A ser verdade o que conta o jornal «Público» sobre o caso de um professor numa escola do concelho de Sintra que se suicidou por não aguentar mais os vexames a que era submetido pelos seus alunos, trata-se de um caso bastante chocante e a merecer uma análise politicamente incorrecta segundo o direito à opinião, consagrado na Constituição da República Portuguesa, que todo o cidadão português tem.

João Aristídes Duarte - «Memória, Memórias...»Como se sabe o Ministério da Educação desenvolveu uma campanha (essa sim, negra) contra os professores, no consulado de Maria de Lurdes Rodrigues, no anterior Governo.
Os professores eram os maiores malandros alguma vez encontrados em Portugal, não queriam trabalhar, só queriam faltar, não ensinavam nada, não queriam saber das «famílias» e se os alunos aprendiam alguma coisa (ao que se supõe) não seria por causa dos professores.

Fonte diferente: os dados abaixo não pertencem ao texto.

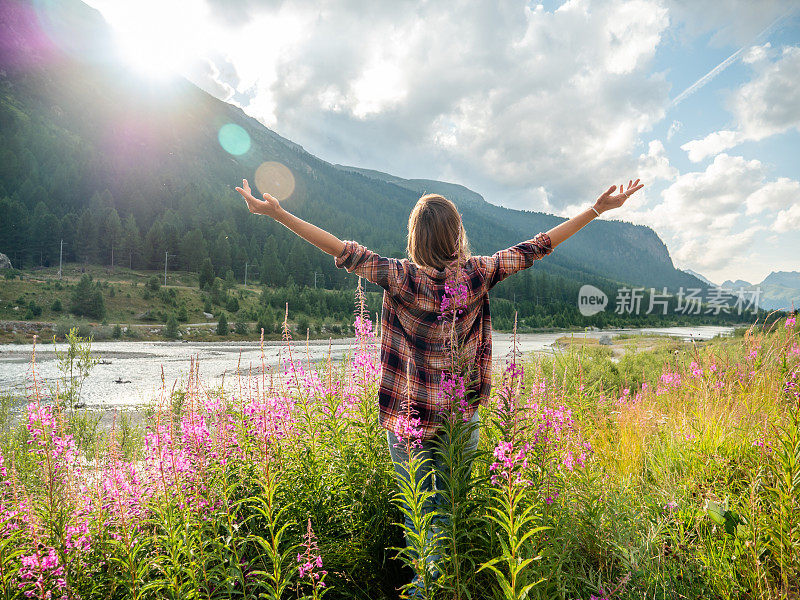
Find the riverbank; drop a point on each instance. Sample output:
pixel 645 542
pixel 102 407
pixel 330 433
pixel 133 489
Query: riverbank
pixel 666 473
pixel 130 374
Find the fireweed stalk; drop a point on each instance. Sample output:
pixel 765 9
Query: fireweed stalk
pixel 457 514
pixel 415 503
pixel 512 506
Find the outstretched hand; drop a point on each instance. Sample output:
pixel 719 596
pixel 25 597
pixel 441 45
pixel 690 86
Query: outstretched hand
pixel 268 206
pixel 608 202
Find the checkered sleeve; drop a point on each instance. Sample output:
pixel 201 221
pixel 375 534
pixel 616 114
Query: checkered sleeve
pixel 506 262
pixel 385 272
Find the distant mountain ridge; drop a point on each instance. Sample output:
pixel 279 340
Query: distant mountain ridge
pixel 700 277
pixel 780 290
pixel 88 144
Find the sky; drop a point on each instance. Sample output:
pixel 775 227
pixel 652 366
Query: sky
pixel 535 106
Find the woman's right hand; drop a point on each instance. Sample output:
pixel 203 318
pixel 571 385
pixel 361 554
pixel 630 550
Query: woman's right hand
pixel 608 202
pixel 268 206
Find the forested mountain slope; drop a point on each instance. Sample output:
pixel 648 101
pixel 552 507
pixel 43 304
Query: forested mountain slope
pixel 125 169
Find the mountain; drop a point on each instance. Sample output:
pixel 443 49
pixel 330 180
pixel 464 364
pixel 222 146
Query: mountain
pixel 122 168
pixel 611 249
pixel 735 285
pixel 700 277
pixel 780 290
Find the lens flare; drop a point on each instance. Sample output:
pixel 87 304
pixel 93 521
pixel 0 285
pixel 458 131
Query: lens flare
pixel 276 179
pixel 233 139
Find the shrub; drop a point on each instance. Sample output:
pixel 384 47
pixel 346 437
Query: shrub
pixel 183 314
pixel 241 326
pixel 87 299
pixel 303 325
pixel 222 325
pixel 34 310
pixel 171 328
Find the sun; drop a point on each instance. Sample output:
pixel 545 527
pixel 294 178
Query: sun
pixel 158 39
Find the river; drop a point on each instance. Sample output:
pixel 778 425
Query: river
pixel 139 364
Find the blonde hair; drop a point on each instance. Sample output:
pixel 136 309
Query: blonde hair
pixel 436 235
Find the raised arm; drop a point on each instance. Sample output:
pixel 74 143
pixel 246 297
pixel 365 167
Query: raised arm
pixel 327 242
pixel 564 230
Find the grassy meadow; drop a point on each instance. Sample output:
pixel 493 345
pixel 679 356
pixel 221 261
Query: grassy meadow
pixel 663 470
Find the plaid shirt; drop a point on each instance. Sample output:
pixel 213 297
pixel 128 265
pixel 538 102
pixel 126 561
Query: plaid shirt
pixel 412 332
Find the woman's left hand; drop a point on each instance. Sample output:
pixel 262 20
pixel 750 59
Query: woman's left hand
pixel 609 202
pixel 268 206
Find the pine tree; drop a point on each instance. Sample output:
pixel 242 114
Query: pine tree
pixel 171 328
pixel 206 277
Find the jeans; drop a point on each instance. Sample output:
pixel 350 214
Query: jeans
pixel 435 460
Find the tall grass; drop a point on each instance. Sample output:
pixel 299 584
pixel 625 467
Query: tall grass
pixel 672 474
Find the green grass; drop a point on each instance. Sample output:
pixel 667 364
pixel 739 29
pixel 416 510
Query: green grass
pixel 691 488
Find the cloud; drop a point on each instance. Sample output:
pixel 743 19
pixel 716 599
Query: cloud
pixel 731 22
pixel 511 99
pixel 782 193
pixel 767 105
pixel 712 144
pixel 206 75
pixel 674 128
pixel 712 215
pixel 788 220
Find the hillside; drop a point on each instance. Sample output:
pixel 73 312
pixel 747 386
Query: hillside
pixel 127 170
pixel 780 290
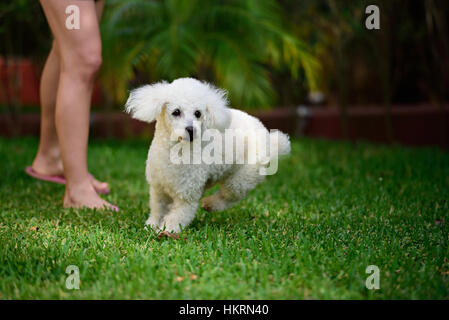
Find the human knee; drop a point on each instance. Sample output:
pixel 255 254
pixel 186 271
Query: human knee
pixel 86 62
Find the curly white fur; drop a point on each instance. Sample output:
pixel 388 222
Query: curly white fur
pixel 176 189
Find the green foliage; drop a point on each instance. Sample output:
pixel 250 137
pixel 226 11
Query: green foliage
pixel 309 231
pixel 236 44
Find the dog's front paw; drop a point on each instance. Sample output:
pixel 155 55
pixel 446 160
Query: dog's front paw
pixel 153 224
pixel 213 203
pixel 171 224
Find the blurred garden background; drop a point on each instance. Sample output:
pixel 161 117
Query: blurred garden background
pixel 310 68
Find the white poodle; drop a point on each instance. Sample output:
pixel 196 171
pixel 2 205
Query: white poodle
pixel 184 110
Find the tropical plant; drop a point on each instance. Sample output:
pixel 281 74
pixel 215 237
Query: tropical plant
pixel 235 43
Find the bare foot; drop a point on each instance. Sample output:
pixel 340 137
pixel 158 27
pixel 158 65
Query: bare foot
pixel 50 164
pixel 85 196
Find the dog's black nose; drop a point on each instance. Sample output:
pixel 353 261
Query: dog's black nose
pixel 189 129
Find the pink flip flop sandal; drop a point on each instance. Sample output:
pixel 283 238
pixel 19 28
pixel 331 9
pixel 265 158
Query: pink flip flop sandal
pixel 60 179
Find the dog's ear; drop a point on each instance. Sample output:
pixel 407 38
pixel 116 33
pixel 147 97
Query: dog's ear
pixel 146 103
pixel 218 115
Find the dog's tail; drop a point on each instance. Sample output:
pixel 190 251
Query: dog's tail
pixel 275 144
pixel 281 142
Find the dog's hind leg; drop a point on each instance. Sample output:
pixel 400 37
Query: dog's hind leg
pixel 159 205
pixel 233 189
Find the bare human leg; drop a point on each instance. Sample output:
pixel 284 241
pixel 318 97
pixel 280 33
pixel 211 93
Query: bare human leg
pixel 48 158
pixel 80 57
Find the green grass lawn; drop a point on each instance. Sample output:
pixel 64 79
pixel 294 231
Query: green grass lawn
pixel 309 232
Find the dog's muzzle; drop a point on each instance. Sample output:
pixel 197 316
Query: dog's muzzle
pixel 189 130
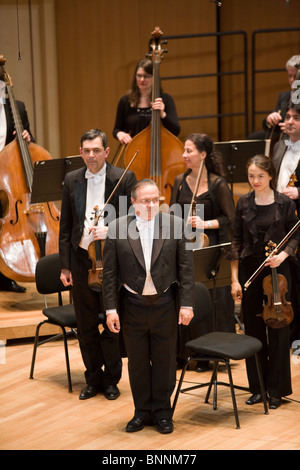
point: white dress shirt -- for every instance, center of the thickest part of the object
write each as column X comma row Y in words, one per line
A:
column 94, row 197
column 289, row 164
column 146, row 231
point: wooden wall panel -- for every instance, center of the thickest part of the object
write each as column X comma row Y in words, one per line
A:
column 99, row 43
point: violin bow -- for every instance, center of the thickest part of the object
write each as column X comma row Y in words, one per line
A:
column 273, row 252
column 99, row 215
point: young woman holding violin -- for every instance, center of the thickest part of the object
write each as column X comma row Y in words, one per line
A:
column 212, row 192
column 263, row 216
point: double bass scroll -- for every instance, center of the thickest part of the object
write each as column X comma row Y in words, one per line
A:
column 160, row 150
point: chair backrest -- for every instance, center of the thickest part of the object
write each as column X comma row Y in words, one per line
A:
column 203, row 304
column 47, row 275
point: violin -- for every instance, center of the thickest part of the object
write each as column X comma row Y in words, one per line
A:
column 277, row 311
column 95, row 248
column 95, row 252
column 203, row 238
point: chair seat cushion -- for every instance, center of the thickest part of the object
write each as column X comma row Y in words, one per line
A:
column 62, row 315
column 227, row 345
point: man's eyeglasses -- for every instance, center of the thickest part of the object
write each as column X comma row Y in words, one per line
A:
column 147, row 202
column 296, row 117
column 145, row 77
column 96, row 151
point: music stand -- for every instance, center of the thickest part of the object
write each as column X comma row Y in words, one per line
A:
column 236, row 154
column 48, row 178
column 212, row 268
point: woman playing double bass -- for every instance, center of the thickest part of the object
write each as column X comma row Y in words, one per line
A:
column 263, row 215
column 134, row 109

Essa campanha, de que foram responsáveis, entre outros, Valter Lemos, Jorge Pedreira (Secretários de Estado) e jornalistas e comentadores como Emídio Rangel e Miguel Sousa Tavares levou a opinião pública e, por arrastamento, os alunos, a achincalharem os professores, colocando todos no «mesmo saco» em defesa daquilo a que eles chamavam «as famílias».

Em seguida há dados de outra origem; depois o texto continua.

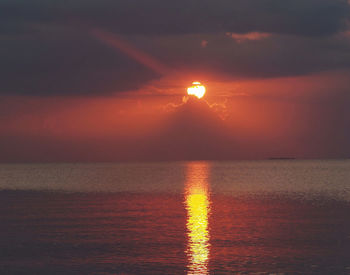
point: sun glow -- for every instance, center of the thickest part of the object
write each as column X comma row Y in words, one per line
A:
column 197, row 89
column 198, row 208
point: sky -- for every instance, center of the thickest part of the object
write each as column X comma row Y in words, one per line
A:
column 102, row 80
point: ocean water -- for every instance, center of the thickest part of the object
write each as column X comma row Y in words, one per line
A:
column 257, row 217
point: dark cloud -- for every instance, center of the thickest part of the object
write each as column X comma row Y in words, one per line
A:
column 46, row 48
column 305, row 17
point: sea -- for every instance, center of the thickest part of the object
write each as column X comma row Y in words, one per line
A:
column 200, row 217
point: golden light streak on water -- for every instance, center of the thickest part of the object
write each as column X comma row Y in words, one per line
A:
column 198, row 207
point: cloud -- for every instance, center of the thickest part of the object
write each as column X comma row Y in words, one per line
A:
column 250, row 36
column 301, row 17
column 46, row 49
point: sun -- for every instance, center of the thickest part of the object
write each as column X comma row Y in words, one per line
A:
column 197, row 89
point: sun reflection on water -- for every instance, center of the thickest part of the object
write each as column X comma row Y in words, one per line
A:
column 198, row 208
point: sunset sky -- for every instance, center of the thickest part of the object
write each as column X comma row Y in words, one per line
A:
column 101, row 80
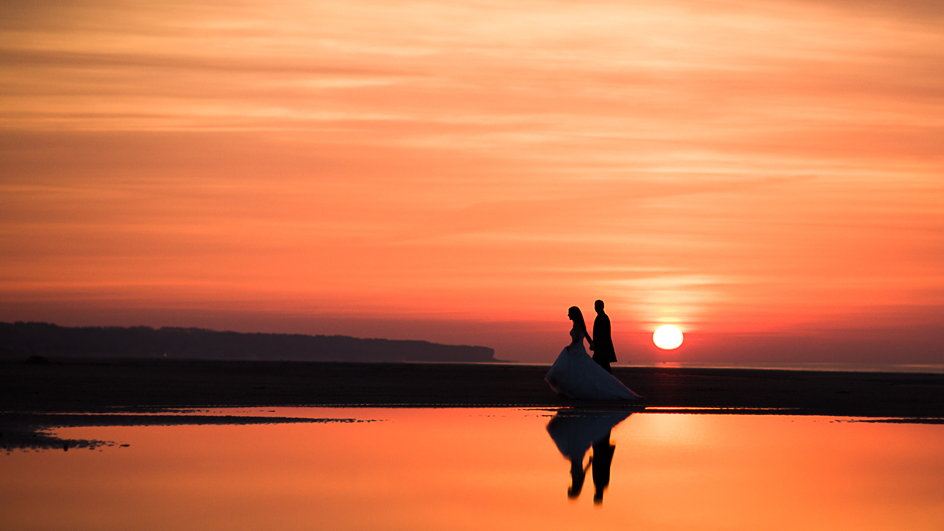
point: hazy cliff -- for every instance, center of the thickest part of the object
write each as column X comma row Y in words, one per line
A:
column 45, row 339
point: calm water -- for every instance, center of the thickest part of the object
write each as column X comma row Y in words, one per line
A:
column 376, row 469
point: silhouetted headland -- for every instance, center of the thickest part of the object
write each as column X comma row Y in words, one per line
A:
column 48, row 340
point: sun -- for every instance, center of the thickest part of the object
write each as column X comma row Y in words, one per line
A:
column 667, row 337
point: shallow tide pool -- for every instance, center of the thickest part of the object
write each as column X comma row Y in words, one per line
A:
column 379, row 469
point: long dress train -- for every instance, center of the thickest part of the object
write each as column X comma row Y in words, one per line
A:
column 575, row 375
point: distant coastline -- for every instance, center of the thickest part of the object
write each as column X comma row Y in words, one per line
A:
column 43, row 340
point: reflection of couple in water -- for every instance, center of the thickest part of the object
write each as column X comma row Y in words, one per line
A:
column 575, row 375
column 574, row 433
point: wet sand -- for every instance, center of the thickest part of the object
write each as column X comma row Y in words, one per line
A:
column 134, row 385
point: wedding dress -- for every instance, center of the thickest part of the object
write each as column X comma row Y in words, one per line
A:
column 575, row 375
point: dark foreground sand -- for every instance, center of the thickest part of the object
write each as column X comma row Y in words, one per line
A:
column 97, row 386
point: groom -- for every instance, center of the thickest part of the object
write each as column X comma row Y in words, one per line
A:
column 602, row 346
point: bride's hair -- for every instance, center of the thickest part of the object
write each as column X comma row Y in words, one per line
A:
column 574, row 312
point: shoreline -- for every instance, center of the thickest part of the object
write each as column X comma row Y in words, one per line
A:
column 102, row 385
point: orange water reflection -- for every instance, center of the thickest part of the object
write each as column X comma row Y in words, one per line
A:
column 483, row 469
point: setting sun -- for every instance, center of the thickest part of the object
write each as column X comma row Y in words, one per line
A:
column 667, row 337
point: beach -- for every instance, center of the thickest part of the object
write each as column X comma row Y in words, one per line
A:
column 134, row 385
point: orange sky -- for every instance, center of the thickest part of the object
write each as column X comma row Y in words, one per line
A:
column 767, row 176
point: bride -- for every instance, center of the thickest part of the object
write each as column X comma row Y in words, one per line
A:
column 575, row 375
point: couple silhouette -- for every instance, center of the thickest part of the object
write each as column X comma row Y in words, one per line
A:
column 574, row 374
column 576, row 432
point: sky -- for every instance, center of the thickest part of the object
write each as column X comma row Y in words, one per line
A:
column 767, row 176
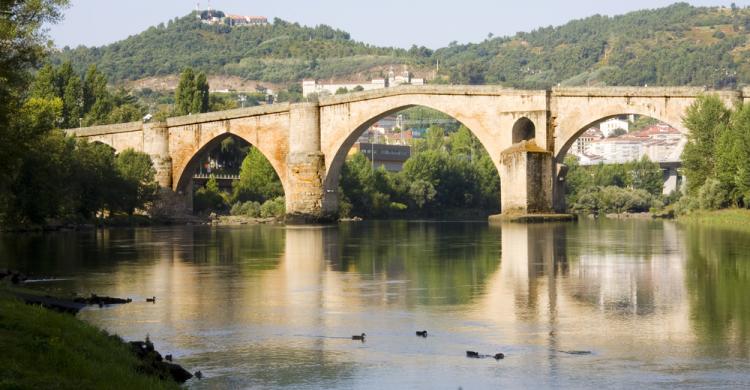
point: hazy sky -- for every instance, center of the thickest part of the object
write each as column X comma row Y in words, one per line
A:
column 433, row 23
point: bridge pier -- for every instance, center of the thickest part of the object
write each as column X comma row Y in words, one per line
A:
column 156, row 145
column 526, row 180
column 305, row 167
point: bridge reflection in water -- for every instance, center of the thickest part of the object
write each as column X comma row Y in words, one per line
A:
column 263, row 305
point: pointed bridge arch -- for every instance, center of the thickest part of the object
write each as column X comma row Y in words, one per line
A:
column 192, row 135
column 490, row 113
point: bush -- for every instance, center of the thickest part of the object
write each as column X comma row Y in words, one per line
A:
column 273, row 208
column 247, row 209
column 613, row 199
column 713, row 195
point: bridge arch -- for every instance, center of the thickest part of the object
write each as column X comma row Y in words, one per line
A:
column 336, row 145
column 570, row 137
column 523, row 130
column 184, row 169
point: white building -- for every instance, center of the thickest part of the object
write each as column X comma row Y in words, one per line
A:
column 609, row 126
column 314, row 87
column 580, row 146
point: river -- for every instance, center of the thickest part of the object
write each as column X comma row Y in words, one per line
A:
column 655, row 303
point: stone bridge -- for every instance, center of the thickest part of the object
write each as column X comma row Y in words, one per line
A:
column 526, row 133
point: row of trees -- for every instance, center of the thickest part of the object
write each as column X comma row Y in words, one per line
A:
column 716, row 159
column 614, row 188
column 85, row 101
column 47, row 175
column 258, row 193
column 446, row 174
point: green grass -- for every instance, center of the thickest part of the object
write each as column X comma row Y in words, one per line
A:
column 42, row 349
column 736, row 219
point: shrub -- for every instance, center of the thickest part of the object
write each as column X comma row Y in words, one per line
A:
column 247, row 209
column 273, row 208
column 209, row 198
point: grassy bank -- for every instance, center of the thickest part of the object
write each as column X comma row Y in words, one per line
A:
column 42, row 349
column 737, row 219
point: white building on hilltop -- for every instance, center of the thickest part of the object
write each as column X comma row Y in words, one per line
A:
column 609, row 126
column 660, row 143
column 310, row 87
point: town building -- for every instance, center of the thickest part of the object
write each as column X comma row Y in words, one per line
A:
column 660, row 143
column 240, row 20
column 610, row 126
column 391, row 157
column 581, row 145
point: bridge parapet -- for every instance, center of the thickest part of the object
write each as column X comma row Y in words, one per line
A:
column 443, row 90
column 106, row 129
column 228, row 114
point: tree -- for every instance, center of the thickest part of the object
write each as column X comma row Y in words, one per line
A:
column 258, row 180
column 24, row 44
column 192, row 93
column 209, row 198
column 706, row 119
column 137, row 174
column 645, row 175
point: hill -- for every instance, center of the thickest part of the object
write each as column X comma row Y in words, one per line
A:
column 675, row 45
column 279, row 52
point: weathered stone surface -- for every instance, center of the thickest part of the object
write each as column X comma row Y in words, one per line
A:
column 307, row 143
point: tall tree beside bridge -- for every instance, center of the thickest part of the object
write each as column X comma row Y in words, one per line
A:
column 191, row 96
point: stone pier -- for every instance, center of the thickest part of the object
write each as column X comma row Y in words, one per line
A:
column 525, row 132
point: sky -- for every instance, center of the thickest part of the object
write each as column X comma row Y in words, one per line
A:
column 401, row 23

Quer dizer, para esta gente, a escola inclui todos, sobretudo «as famílias», excepto os professores, que nada têm que mandar ou ser obedecidos.
Foram tantas, tantas as leis e decretos feitos por essa equipa do Ministério da Educação, quase todas, pretensamente, dirigidas a favor das «famílias» e contra os professores (o célebre Estatuto do Aluno é só um pequeno exemplo) e tanta a propaganda (sobretudo baseada na avaliação docente, facto que, pessoalmente, pouco me interessa) que a opinião pública passou a ver os professores como uma classe a abater.
Todo o “bicho careta” passou a opinar sobre a escola e os professores, sem que soubessem, na maior parte dos casos, do que estavam a falar.
Ainda há duas semanas foi noticiado que um aluno de 12 anos agrediu um professor com uma cadeira. Aliás, as agressões a professores, entre os próprios alunos e às auxiliares de acção educativa (agora chamadas em «modernês», assistentes operacionais) acontecem nas escolas portuguesas, sem que nada possa ser feito. Não significa isto que a indisciplina seja generalizada, mas é um caso que deve preocupar qualquer cidadão português. «A educação dá-se em casa» é uma máxima que hoje perdeu todo o sentido, dado que os pais se demitem de toda a função educativa e encarregam os professores dessa tarefa. Sabendo bem, como sabem, que o professor está «atado de pés e mãos», sem nenhuma autoridade. Perdeu-se o respeito pela figura do «mais velho» e, sobretudo pelo professor.
Ao contrário de Espanha, onde recentemente, na Comunidade Autonómica de Madrid, as agressões a professores foram consideradas como equivalentes a agressões à autoridade, em Portugal o que interessou (até há pouco tempo) foi dizer o pior dos professores para virar a opinião pública contra eles.
E para isso inventou-se tudo, até um iníquo (não encontro outra palavra para o definir) concurso de colocação de professores que levou docentes com quase 20 anos de serviço e quase 50 anos de idade a serem colocados em escolas a 120 Km de casa (e por 4 anos), como foi o meu caso. Facto que só acontece com esta profissão. Nenhum funcionário de nenhuma Repartição Pública é tratado desta maneira pelos poderes públicos. Haja um mínimo de respeito pela idade e pelo tempo de serviço!!! O concurso de colocação de professores do ano passado, em que professores com menos graduação foram colocados mais perto das suas residências do que outros mais graduados (só porque o foram em Agosto e os outros em Julho), foi das coisas mais vergonhosas que o Governo anterior praticou contra os professores, só para os desanimar. Este é só um exemplo do que tem sido feito em prol da desmotivação e desânimo dos professores.
Que, depois, surjam situações lamentáveis como a do suicídio do professor de Música (parece que os alunos já nem de Música gostam – do que gostarão?) não serão de admirar.
Quem apoiou, insistentemente, essa campanha contra os professores que ponha a mão na consciência e pense duas vezes se valerá a pena continuar a achincalhá-los
Nota: o Governo vai privatizar os CTT, uma Instituição que já vem do tempo da Monarquia (1520), tendo passado a Empresa Pública em 1969, antes do 25 de Abril de 1974. Nada escapa ao ataque feroz aos direitos dos cidadãos. Tenho a certeza que o serviço a prestar pelos privatizados CTT será pior e mais caro que é actualmente. E a Estação de Correios do Soito tem, portanto, os dias contados. Aos privados só interessa o lucro e não os serviços aos cidadãos.